Posteriormente, el centro geográfico volvió a verse desplazado, y en esa ocasión los estudios realizados afirmaban que estaba en la confluencia de las calles de Goya y Serrano. Pero el “Kilómetro 0”, no indica el centro geográfico de la Península Ibérica como se creía en el siglo XVIII, sino el origen de las carreteras radiales que parten de Madrid y no hay que confundirlos. El centro geográfico de la península se encuentra en el Cerro de los Ángeles, aproximadamente a 10 kilómetros al sur de Madrid. Y como dato curioso añadiré que el citado punto, se encuentra a una altura sobre el nivel del mar de 666 metros.

Puerta del Sol 2

De modo que, como no sabemos con seguridad si en el futuro el punto exacto que determina este centro geográfico será situado, una vez más, en otro lugar de la geografía madrileña, creo mucho más interesante centrarnos en algo más concreto, mas permanente y mucho más real y palpable. Vamos a centrarnos en la millones de veces fotografiada y visitada placa situada debajo del reloj de la Real Casa de Correos, actual sede de la Presidencia del Gobierno de la Comunidad de Madrid.

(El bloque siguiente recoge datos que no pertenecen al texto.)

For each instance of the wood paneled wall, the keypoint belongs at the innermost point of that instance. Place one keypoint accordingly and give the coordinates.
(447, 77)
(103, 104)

La Puerta del Sol a finales del siglo XIX

La primera placa que marcó el “Kilómetro 0” de España se colocó en la Puerta del Sol de Madrid en 1856 y no fue hasta 1950, cuando se colocó la que lo ha indicado hasta el año 2009, año en que fue sustituida. Tras más de 60 años y millones de pisadas con el objeto de “hacerse la foto” y tras las sucesivas reformas efectuadas, unas con más acierto que otras, en la Puerta del Sol, la placa original se encontraba en un estado tan lamentable que se decidió su sustitución por una nueva. Además se da la curiosidad de que en una de las citadas reformas la placa fue girada 180º con lo cual el este y el oeste estaban cambiados de lugar. Es decir, Valencia estaría en Lisbóa y viceversa.

El Km. 0

Fue un gallego quien se encargó de la realización de la nueva placa. Pero el escultor Paco Candán recibió un encargo un tanto envenenado, tenía que realizar una placa que fuera una réplica exacta de la original en solo 15 días y sin tener a su disposición la original. Tuvo que trabajar basándose en fotografías y obtener la información necesaria para su realización en internet. Todo un reto. Para esta nueva placa el escultor utilizo granito, gris para el fondo, rojo para el mapa de España y amarelo para los mapas de Francia y Portugal. Y ahí sigue desde entonces esa nueva placa, indicando ese “Kilometro 0” tantas veces fotografiado y tantas veces punto de encuentro para todo tipo de citas, tanto para los madrileños como para aquellos que nos visitan.

El Km. 0 Km. 0

Y ahora os voy a plantear un sencillo ejercicio de observación: entre ambas placas, la original y la réplica, hay una pequeña diferencia que el escultor introdujo de manera intencionada. Mirad atentamente las fotografías de ambas placas y a ver que encontráis. ¿Lo veis? Efectivamente, en la nueva placa el punto detrás del “0” ha desaparecido. Paco Candán lo suprimió alegando que carecía de sentido y a pesar de algunas críticas al cambio realizado, la placa se instaló tal cual.